— Людмила Михайловна, как Вам прошедший недавно на Первом фильм к 80-летию со дня рождения Владимира Георгиевича? По-моему, пока что самый удачный из всех, что были до сих пор на российском телевидении…
— Я считаю, этот фильм настоящий документальный. Из всех, что я видела. Андрей Сысоев (автор сценария – прим. авт.) – он ведь беларус, когда-то уехал в Москву. Ну и вот образовалась такая команда, объединённая идеей создать настоящий фильм о «Песнярах». Думаю, все остались довольны. Они настолько глубоко проникли в детали… И описали правдиво, справедливо. Кстати, у них осталось ещё много материала, и, насколько я знаю, Андрею поступило предложение продолжать эту тему. Так что, надеюсь, мы увидим ещё фильмы…
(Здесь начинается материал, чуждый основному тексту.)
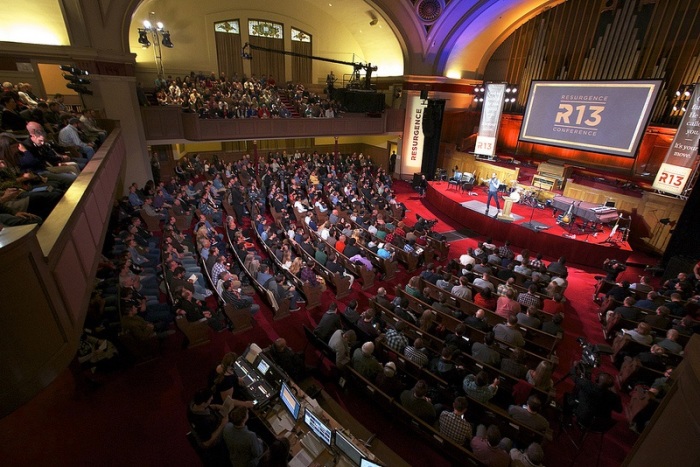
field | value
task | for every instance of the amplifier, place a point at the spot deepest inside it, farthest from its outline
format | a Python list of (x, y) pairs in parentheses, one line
[(545, 183)]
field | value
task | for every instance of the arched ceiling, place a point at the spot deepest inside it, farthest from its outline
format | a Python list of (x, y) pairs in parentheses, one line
[(458, 44)]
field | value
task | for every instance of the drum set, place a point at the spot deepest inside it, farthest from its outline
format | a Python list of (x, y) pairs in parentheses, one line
[(527, 197)]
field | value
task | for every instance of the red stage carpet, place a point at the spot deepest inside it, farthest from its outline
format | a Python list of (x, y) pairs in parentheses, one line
[(585, 249)]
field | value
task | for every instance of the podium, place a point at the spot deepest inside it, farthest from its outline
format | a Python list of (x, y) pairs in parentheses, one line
[(507, 207)]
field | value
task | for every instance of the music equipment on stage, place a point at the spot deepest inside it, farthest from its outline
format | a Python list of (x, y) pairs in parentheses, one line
[(590, 212), (553, 173), (545, 182), (567, 218), (515, 195)]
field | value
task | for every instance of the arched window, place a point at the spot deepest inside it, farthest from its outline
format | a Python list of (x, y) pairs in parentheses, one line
[(270, 36), (228, 48), (301, 67)]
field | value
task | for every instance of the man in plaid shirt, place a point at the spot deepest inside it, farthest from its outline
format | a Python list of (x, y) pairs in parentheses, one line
[(395, 338), (453, 425), (416, 353), (530, 297), (505, 250)]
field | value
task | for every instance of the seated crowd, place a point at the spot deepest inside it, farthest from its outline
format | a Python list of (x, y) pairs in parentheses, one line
[(242, 97), (43, 148), (317, 212)]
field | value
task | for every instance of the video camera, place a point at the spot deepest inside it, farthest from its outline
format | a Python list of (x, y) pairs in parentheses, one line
[(590, 356), (423, 223)]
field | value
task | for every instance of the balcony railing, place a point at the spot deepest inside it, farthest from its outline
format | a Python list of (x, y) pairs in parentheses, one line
[(170, 123), (48, 275)]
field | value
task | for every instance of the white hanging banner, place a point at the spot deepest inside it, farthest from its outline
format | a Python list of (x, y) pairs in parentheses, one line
[(413, 138), (490, 119)]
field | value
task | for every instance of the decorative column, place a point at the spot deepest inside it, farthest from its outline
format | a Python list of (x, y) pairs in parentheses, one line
[(336, 153), (255, 156)]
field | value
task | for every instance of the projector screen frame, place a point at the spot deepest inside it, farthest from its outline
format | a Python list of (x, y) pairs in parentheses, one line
[(633, 134)]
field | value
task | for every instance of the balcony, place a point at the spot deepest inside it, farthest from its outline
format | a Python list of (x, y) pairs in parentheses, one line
[(164, 123), (48, 277)]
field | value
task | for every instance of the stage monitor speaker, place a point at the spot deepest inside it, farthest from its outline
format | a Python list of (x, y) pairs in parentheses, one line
[(416, 179)]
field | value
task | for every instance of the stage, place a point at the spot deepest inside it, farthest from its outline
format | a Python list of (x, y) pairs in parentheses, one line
[(584, 248)]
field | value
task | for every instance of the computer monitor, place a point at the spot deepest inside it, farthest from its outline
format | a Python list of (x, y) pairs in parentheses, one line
[(263, 366), (317, 427), (346, 446), (289, 400), (250, 356), (368, 463)]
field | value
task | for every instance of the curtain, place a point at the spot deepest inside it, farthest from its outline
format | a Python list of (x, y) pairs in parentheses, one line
[(268, 63), (301, 67), (228, 54)]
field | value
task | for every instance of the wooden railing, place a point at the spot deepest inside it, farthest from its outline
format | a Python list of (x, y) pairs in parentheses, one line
[(48, 275), (170, 123)]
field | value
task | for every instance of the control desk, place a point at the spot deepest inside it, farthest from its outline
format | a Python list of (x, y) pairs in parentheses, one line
[(314, 436), (286, 411)]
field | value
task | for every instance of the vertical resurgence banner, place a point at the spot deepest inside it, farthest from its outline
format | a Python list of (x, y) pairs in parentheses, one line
[(678, 165), (413, 138), (490, 119)]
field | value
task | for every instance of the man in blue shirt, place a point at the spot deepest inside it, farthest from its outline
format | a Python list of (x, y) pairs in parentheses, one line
[(494, 183)]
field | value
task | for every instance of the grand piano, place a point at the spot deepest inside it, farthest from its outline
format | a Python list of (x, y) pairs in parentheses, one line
[(590, 212)]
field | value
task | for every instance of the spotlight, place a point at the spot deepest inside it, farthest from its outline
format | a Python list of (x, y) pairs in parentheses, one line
[(143, 38), (166, 40), (76, 80)]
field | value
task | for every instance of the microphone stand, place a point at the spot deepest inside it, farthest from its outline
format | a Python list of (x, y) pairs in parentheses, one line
[(529, 224)]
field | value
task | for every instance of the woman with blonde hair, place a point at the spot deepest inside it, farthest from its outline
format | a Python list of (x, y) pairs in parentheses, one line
[(225, 381), (287, 259), (541, 377), (296, 265), (427, 321)]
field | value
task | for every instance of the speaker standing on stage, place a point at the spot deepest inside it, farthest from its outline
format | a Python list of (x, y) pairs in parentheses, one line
[(494, 183)]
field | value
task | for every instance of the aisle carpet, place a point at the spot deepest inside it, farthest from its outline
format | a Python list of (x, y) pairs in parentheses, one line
[(137, 416)]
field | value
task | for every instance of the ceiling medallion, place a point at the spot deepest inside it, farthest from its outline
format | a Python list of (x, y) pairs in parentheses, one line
[(429, 10)]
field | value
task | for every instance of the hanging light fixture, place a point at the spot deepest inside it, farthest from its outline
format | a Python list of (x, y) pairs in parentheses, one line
[(156, 35)]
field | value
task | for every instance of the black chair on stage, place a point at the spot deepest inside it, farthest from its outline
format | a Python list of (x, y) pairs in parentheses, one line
[(467, 183), (455, 181)]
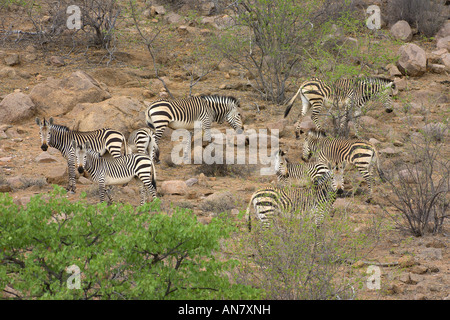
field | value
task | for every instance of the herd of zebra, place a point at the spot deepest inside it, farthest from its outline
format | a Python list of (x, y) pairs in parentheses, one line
[(135, 157)]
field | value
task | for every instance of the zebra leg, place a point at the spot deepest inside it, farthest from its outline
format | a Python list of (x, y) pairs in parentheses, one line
[(368, 177), (71, 168), (142, 192), (187, 149), (315, 118), (108, 192), (102, 191)]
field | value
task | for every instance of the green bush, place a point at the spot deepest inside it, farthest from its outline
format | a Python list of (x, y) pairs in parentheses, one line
[(294, 260), (122, 252)]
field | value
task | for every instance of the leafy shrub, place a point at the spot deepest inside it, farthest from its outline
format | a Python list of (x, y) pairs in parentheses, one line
[(122, 252), (294, 260), (420, 185)]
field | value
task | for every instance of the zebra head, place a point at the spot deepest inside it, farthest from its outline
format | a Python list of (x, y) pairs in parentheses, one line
[(82, 152), (44, 132), (310, 144), (337, 176)]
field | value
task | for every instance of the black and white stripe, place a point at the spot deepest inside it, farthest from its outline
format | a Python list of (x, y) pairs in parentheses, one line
[(353, 94), (61, 137), (301, 174), (317, 199), (143, 140), (182, 113), (114, 171), (362, 154)]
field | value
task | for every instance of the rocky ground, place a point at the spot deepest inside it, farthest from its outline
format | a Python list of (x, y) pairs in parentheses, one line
[(87, 95)]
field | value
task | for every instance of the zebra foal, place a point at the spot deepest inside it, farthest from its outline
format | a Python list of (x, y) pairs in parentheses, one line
[(182, 113), (143, 141), (301, 173), (272, 201), (60, 137), (362, 154), (353, 94), (114, 171)]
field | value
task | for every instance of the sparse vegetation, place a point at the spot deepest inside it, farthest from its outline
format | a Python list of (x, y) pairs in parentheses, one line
[(121, 252), (426, 16), (294, 260), (421, 186), (260, 56)]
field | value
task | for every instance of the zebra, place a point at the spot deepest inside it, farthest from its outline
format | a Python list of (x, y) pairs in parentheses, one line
[(286, 171), (362, 154), (182, 113), (114, 171), (143, 141), (271, 201), (60, 137), (352, 93)]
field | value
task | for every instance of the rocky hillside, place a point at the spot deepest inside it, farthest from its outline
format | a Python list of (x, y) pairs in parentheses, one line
[(82, 92)]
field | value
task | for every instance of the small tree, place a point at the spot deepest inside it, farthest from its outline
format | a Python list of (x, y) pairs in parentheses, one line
[(420, 182), (292, 259), (121, 252)]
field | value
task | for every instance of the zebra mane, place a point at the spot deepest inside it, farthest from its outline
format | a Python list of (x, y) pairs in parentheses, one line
[(220, 99), (61, 127), (317, 133), (371, 79)]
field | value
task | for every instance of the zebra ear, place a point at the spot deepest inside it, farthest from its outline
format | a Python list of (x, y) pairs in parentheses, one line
[(330, 166)]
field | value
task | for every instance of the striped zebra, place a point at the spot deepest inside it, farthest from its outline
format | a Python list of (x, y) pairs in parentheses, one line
[(300, 173), (182, 113), (353, 94), (272, 201), (113, 171), (61, 137), (143, 141), (362, 154)]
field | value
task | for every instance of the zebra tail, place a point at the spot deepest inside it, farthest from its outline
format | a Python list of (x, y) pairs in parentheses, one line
[(247, 215), (153, 175), (380, 172), (126, 149), (291, 102)]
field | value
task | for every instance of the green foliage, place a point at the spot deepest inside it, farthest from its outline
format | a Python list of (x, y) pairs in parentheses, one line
[(122, 252), (295, 260)]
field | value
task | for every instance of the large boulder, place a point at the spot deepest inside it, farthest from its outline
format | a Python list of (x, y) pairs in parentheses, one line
[(55, 97), (16, 107), (412, 60), (178, 187), (443, 43), (444, 31), (402, 31), (121, 113)]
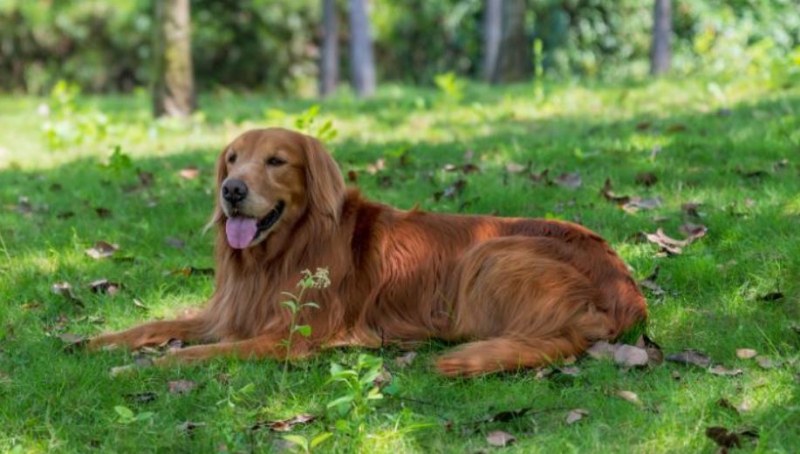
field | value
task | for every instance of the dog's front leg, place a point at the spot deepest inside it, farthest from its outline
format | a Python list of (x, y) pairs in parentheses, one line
[(265, 346), (153, 333)]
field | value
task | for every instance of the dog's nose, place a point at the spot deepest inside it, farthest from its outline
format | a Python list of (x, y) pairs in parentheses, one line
[(234, 191)]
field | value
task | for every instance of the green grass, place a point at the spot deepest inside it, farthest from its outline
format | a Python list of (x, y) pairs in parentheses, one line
[(711, 147)]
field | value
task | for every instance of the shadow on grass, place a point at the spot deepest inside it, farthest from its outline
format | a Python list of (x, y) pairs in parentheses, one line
[(713, 289)]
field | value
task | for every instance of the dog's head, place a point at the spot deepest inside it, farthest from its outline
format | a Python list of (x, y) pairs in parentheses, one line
[(268, 180)]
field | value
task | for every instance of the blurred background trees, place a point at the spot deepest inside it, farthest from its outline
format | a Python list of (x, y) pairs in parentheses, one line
[(277, 46)]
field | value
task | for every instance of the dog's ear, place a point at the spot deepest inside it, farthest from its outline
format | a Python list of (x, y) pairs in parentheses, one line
[(324, 181), (222, 173)]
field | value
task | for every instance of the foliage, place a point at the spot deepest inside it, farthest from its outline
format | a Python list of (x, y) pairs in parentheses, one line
[(295, 305), (274, 45), (724, 151)]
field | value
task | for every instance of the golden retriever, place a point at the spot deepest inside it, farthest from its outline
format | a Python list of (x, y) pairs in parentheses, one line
[(518, 292)]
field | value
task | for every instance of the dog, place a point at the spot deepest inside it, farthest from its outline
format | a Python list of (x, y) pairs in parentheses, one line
[(515, 292)]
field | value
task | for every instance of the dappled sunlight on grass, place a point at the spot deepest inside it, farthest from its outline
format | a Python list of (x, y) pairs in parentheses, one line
[(730, 149)]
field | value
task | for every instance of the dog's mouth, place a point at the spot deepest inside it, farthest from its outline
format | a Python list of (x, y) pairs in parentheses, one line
[(241, 230)]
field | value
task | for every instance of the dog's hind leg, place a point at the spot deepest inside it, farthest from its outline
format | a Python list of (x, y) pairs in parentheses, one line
[(505, 354), (521, 307), (153, 333)]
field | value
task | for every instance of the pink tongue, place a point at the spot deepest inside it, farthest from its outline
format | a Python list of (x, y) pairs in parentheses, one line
[(240, 231)]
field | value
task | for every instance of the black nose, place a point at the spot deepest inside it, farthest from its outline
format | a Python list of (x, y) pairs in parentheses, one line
[(234, 191)]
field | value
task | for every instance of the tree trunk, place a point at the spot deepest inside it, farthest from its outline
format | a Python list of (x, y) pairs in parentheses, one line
[(660, 53), (507, 49), (361, 59), (173, 91), (329, 56)]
— Да, очень хотелось бы. Жаль, что Леонид Борткевич уже не сможет принять в них личное участие… Когда Вы последний раз виделись с ним?
— Ещё до нашей последней встречи с Лёшей наш поэт Андрей Скоринкин сделал редакцию «Кургана». Концерт проходил в концертном зале «Минск» и был приурочен к 75-летию со дня рождения Владимира Георгиевича. В программу были приглашены Борткевич, Кашепаров, а первым отделением шла рок-опера в редакции Скоринкина, и он играл там главную роль. Вообще, его голос удивительно идентичен, настолько похож на мулявинский, интонации, даже тембр. Он с детства обожал Мулявина, его песни, «Крик птицы» поёт великолепно. Тогда мы и встретились: Лёнечка, Кашепаров, я. Ну, что я тебе скажу… Мы фотографировались в музее Владимира Георгиевича, на третьем этаже. И когда поднимались на третий этаж, я не могла понять, спрашиваю: «Лёнечка, что с тобой? Ты чего-то по одной ступеньке идёшь…» Меня даже охватил ужас, думаю, неужели он болен. Но он ничего не сказал конкретно о болезни, просто говорит: «Люда, я так болен, ты не представляешь. Ну, ничего, ничего, пойдём…». Это было пять, уже почти шесть лет назад. И больше мы после этого не виделись… На его постпесняровских жизненных этапах мы иногда встречались, что-то обговаривали. Знаешь, когда встретишься, всегда какая-то задушевность, теплота, такие воспоминания…что порой даже забываешь спросить: а что ты сейчас делаешь, чем занимаешься? Но, конечно, Лёшу тоже всегда интересовало то, чем занимаются его друзья. Мне в нём это очень нравилось. ОН, может, и не мог в силу каких-то обстоятельств каждому уделить внимание, но я знаю, что он думал о своих друзьях. Он очень впечатлительный, утончённый. У него, как бы это сказать тебе… столько вкуса, понятий. Он совсем не простой человек. С ним очень интересно общаться на абсолютно любые темы. Начиная от Земли и заканчивая небесами… Образование у Лёши, конечно, было шикарное.
— Сначала архитектурное…
— Архитектура – это раз. Это же нужно всё видеть в картинках, образно мыслить…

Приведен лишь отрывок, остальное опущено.